A comparison between the patient survival of rATG-treated and patients transplanted in the same period and who were not treated with rATG is shown in Figure S1C and was described previously (10).

Kidney Allograft Survival

Death-censored kidney allograft survival of alemtuzumab-treated patients was not different compared to that of patients who received rATG for AR (HR 0.82, 95%-CI 0.45–1.50, p = 0.52; Figure 1B). A similar survival was also observed when only those patients who were treated with basiliximab induction therapy were included (HR 1.10, 95%-CI 0.57–2.10, p = 0.78; Figure 2B). Additional information about the kidney allograft function after alemtuzumab or rATG therapy for AR is provided in Figure S3.

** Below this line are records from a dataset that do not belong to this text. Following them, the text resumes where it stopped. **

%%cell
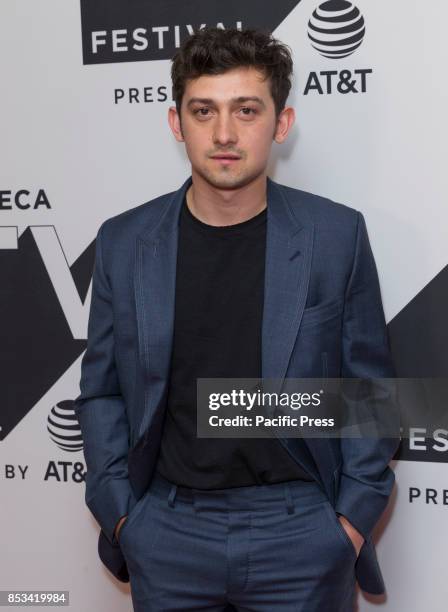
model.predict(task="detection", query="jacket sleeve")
[335,212,400,539]
[75,221,136,544]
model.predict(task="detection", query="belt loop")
[283,482,294,514]
[168,484,177,508]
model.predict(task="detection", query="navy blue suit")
[75,178,399,593]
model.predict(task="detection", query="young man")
[76,29,398,612]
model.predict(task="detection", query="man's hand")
[338,514,364,556]
[114,514,128,542]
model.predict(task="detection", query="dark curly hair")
[171,28,293,117]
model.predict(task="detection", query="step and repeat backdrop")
[0,0,448,612]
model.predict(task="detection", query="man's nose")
[213,114,238,146]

The allograft survival of alemtuzumab-treated patients was significantly worse compared to the allograft survival of patients that were transplanted in the same period and who were not treated with alemtuzumab (HR 258.0, 95%-CI 112.0–591.3, p < 0.0001; Figure S1B). During the follow-up (median 2.2 years, IQR 1–3.5), 41 (35.3%) patients lost their kidney allograft after alemtuzumab therapy for AR, of which six never had a functioning graft [primary non-function (PNF)]. To investigate which variables influenced allograft survival in alemtuzumab-treated patients, a Cox proportional hazard regression analysis was performed. In the univariable model, age of the recipient, number of HLA mismatches, glucocorticoid maintenance treatment, timing of AR, and the Δ eGFR (percentage change between baseline eGFR and eGFR at the moment of AR) significantly influenced the risk for death-censored allograft loss (p < 0.05, Table S4) in alemtuzumab-treated patients. The variables glucocorticoid use and timing of rejection were related because all patients with an early acute rejection used glucocorticoids as maintenance therapy, while only 56.6% of patients with a late acute rejection used glucocorticoids (p < 0.0001). The Banff grade of rejection did not influence allograft survival (p = 0.19). Allograft survival of alemtuzumab-treated patients suffering from either aTCMR or aABMR is shown in Figure S4.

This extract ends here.